Mas, se assim fosse, o professor da disciplina da Educação para a Cidadania podia formar os alunos nesses princípios…
Então, para que são precisas sete pessoas para o fazer? O que verdadeiramente pretendem os apoiantes da ideologia do género? Tornar o assunto credível, para não surgirem desconfianças.
Mas o seu principal objectivo é o seguinte:

  • Permitir o acesso de rapazes ao balneário das meninas e vice-versa, bem como o acesso dos rapazes à casa de banho das meninas e vice-versa, podendo favorecer a promiscuidade;
  • Eliminar as diferenças biológicas do sexo, dizendo que este é uma construção cultural e social, já que se pode escolher ser homem ou mulher ingerindo hormonas e fazendo cirurgias;
  • Atentar contra a família tradicional, porque existem outros modelos de famílias, como, por exemplo, famílias homossexuais e monoparentais;
  • Cada um viver a sua sexualidade como bem entender e como lhe der maior prazer. Não é por acaso tanta pedofilia e tanto incesto: pais que chegam a violar as próprias filhas;
  • Transmitir conceitos contrários à biologia e à ordem natural das coisas;
  • Promover a diversidade de famílias;
  • Tirar a autoridade dos pais na educação dos filhos.
    Para conseguir os seus objectivos, incitam os meninos, já no jardim de infância, a brincar com bonecas e as meninas a brincar com carrinhos.
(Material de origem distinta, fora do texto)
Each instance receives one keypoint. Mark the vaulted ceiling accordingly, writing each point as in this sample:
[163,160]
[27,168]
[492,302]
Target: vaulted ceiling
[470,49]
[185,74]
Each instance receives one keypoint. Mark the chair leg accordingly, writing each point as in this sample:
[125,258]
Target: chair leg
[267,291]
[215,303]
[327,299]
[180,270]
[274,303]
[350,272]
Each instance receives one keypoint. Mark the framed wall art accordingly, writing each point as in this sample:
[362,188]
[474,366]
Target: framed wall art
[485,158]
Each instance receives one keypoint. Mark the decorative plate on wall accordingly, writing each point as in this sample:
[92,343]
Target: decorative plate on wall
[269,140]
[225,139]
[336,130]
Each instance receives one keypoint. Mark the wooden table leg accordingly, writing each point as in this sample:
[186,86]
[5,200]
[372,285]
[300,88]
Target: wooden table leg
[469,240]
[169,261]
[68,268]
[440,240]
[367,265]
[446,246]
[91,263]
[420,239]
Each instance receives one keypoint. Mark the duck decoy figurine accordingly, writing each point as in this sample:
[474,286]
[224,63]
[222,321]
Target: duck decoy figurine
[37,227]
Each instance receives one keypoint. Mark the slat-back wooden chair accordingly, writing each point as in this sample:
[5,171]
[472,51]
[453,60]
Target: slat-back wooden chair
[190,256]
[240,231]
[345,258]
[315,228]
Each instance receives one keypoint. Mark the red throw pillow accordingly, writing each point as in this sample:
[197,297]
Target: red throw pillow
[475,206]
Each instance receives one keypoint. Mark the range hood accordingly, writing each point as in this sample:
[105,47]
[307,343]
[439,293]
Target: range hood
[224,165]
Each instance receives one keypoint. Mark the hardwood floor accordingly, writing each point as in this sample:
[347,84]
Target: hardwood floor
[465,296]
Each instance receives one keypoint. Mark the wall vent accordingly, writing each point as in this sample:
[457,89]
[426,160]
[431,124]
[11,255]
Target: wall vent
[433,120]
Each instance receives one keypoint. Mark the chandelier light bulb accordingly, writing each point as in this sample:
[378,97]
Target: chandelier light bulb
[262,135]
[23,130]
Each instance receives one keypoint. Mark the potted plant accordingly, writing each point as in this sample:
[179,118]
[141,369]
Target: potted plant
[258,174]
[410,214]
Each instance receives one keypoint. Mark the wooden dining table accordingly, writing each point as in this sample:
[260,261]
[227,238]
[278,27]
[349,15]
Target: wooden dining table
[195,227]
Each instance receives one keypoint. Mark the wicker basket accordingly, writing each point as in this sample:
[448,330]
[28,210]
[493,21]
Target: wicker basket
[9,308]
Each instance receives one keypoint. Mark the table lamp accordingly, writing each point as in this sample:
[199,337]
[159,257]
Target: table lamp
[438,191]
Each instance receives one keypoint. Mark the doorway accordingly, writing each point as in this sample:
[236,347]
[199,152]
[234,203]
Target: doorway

Até já eliminaram do seu vocabulário não só os termos menino e menina, substituindo-os pelo termo criança, como também os termos pai e mãe, substituídos pelo termo progenitor. Além disso, não suportam celebrar o dia do pai e o dia da mãe, mas sim o dia da família.
    A biologia é uma ciência e afirma que o homem e a mulher nascem diferentes física e psicologicamente. O homem não pode engravidar e os seus peitos não podem amamentar. Os cientistas, em exames pré-natais, descobriram diferenças significativas no cérebro dos dois sexos. A mulher tem desde a gestação uma particular sensibilidade com outras pessoas, sendo isto fundamental para o seu papel de mãe.
    A força física da mulher é menor, porque o homem tem o tronco mais largo do que a mulher e mais massa muscular. A mulher tem a anca mais larga para facilitar o nascimento dos filhos.
    Nos jogos olímpicos, as mulheres não podem competir com os homens em todas as provas, pois ficariam sempre a perder, competem, sim, com outras mulheres.
    No futebol, não competem com outros homens, pois eles seriam sempre os campeões.
    Para finalizar, meus queridos leitores, não deixem que manipulem os vossos filhos e os vossos netos. Procurem saber através deles o que lhes disseram estes “iluminados”.